As I understand things (and not necessarily how things actually are)...

If a second edge-triggered IRQ occurs (while the first is being handled), then the I/O APIC would send the IRQ to the local APIC/s. If the local APIC is already handling the same IRQ then it'll set the corresponding IRR bit, and if the IRR bit is set when you do the EOI for the first IRQ then the local APIC will send the second IRQ to the CPU (and you'd get 2 IRQs, one after the other). If the local APIC is not already handling the same IRQ (e.g. the first IRQ is being handled by a different CPU) then the local APIC will send the second IRQ to the CPU as soon as it can (e.g. before the other CPU has sent the EOI to it's local APIC for the first IRQ). This means that for "broadcast to many" edge-triggered interrupts you need to handle re-entrancy.

For "send to lowest priority" the actual behaviour depends on a few things. P6 and older CPU's support the "focus processor" feature. If this is enabled, then the second IRQ will be sent to the same CPU as the first CPU (even if that CPU isn't the lowest priority CPU anymore), and you won't need to worry about re-entrancy (you'd get 2 IRQs on the same CPU, one after the other). Also, once the IRR is set then setting it again won't make any difference, which means that a third (or fourth, fifth, etc) IRQ will be ignored by the local APIC. To be honest, I like the "focus processor" idea (mostly because the IRQ handler and it's data will still be in the CPUs cache, and there's less chance of lock contention), so I'd recommend using this feature if it's present.

For newer CPUs (and older CPUs with the "focus processor" feature disabled) it's likely that the CPU that's handling the first IRQ will not be the lowest priority CPU anymore, and therefore it's likely that the second IRQ will be handled by a different CPU.


Cheers,

Brendan

[Darwish]

Hi Brendan,

As I understand things (and not necessarily how things actually are)...

If a second edge-triggered IRQ occurs (while the first is being handled), then the I/O APIC would send the IRQ to the local APIC/s. If the local APIC is already handling the same IRQ then it'll set the corresponding IRR bit, and if the IRR bit is set when you do the EOI for the first IRQ then the local APIC will send the second IRQ to the CPU (and you'd get 2 IRQs, one after the other).

Great, the local APICs are forwarding interrupts to their cores according to the APICs IRR and ISR bits as expected.

For "send to lowest priority" the actual behaviour depends on a few things.
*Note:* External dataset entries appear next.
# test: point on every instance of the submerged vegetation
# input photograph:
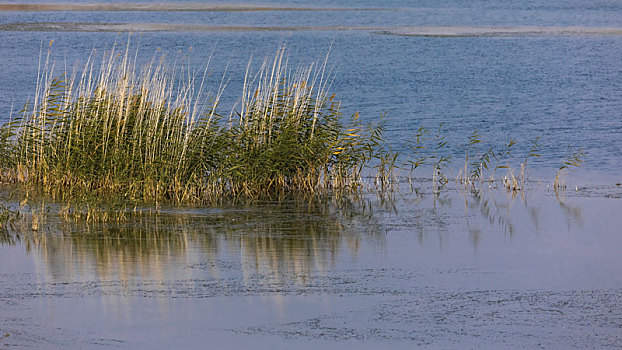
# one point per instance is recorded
(154, 134)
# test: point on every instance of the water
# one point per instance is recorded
(455, 271)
P6 and older CPU's support the "focus processor" feature. If this is enabled, then the second IRQ will be sent to the same CPU as the first CPU (even if that CPU isn't the lowest priority CPU anymore), and you won't need to worry about re-entrancy (you'd get 2 IRQs on the same CPU, one after the other). Also, once the IRR is set then setting it again won't make any difference, which means that a third (or fourth, fifth, etc) IRQ will be ignored by the local APIC. To be honest, I like the "focus processor" idea (mostly because the IRQ handler and it's data will still be in the CPUs cache, and there's less chance of lock contention), so I'd recommend using this feature if it's present.

For newer CPUs (and older CPUs with the "focus processor" feature disabled) it's likely that the CPU that's handling the first IRQ will not be the lowest priority CPU anymore, and therefore it's likely that the second IRQ will be handled by a different CPU.
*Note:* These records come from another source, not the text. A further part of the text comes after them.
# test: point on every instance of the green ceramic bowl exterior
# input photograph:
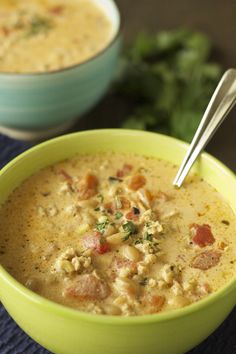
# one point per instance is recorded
(66, 331)
(38, 101)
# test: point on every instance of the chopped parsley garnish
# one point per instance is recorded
(130, 228)
(118, 215)
(148, 237)
(114, 179)
(136, 211)
(101, 226)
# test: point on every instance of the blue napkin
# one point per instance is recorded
(14, 341)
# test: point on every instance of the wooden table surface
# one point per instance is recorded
(217, 18)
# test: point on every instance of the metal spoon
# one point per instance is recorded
(222, 101)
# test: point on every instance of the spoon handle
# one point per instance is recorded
(222, 101)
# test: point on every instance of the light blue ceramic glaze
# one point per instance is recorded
(39, 101)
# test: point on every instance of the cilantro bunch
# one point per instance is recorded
(169, 80)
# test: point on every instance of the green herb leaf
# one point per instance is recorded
(167, 81)
(101, 227)
(118, 215)
(130, 228)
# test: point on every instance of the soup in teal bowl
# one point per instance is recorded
(53, 94)
(69, 331)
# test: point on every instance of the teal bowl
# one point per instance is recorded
(50, 99)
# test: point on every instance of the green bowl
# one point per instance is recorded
(67, 331)
(56, 98)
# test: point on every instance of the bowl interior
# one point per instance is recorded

This is exactly the delivery mode I'm setting up in the IOAPIC entries, and you've indeed asserted my fears about this re-rentrancy issue. For the sake of avoiding useless locking complexities, I guess I'll setup the legacy edge-triggered ISA IOAPIC routing entries with 'Fixed' delivery mode to the bootstrap core. AFAIK, they're already very slow devices, and won't bias irq handling balance very much. Any further suggestion?

From the Intel quotes of the first post, I guess I do not need to worry about re-entrancy for level-triggered irq handlers. It's not very explicitly stated, but my understanding is that even in lowest-priority delivery mode, the IOAPIC won't forward another IRQ till it knowns that the first handler has sent an EOI (the irq's ioapic routing entry 'Remote IRR' bit = 0). Am I missing something critical?

Cheers,

Superb help as always, really thanks a lot

[Brendan]

Hi,

For the sake of avoiding useless locking complexities, I guess I'll setup the legacy edge-triggered ISA IOAPIC routing entries with 'Fixed' delivery mode to the bootstrap core. AFAIK, they're already very slow devices, and won't bias irq handling balance very much. Any further suggestion?
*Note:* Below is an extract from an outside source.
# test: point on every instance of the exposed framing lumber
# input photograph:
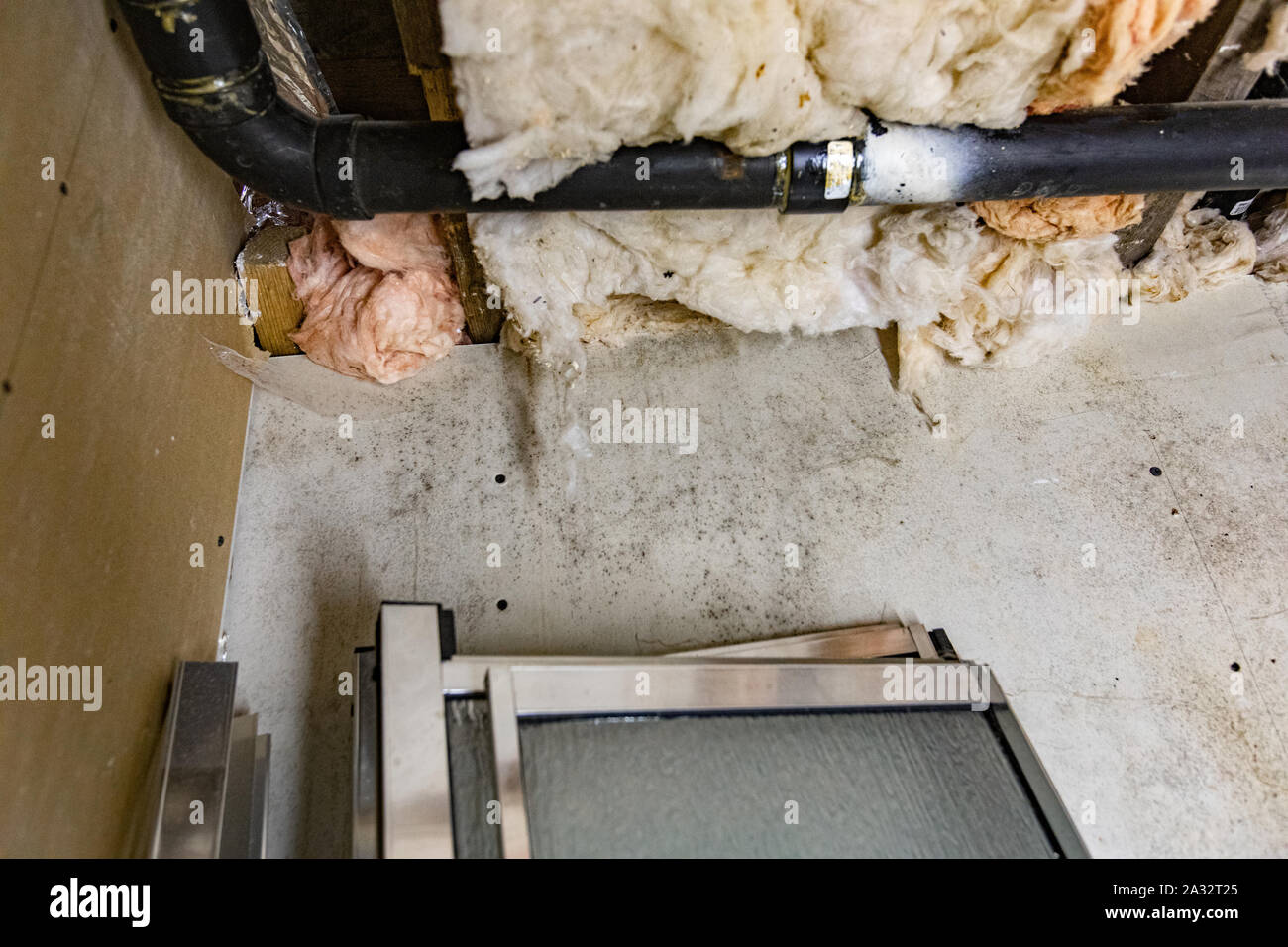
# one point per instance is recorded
(423, 39)
(1218, 58)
One more thing to be aware of is that MSI (Message Signalled IRQs) are edge-triggered. This means that it's not just older/slower devices, but also modern high speed devices (e.g. all PCI express devices support MSI).

You could share the load a little - e.g. use "fixed delivery" to send different edge-triggered IRQs to different CPUs. You could even reprogram the IRQ while the OS is running and change which CPU the IRQ is sent to (for power management, or for "hot-plug CPUs" support, or for IRQ load balancing).

There are other ways of handling it too. For my OS, the kernel's IRQ handlers just send message/s to the device driver/s that use the IRQ. The kernel's IRQ handlers are re-entrant (as they need to handle many different IRQs at the same time anyway), and the device driver only receives one message at a time. Basically the IRQs are "serialised" by my IPC/messaging.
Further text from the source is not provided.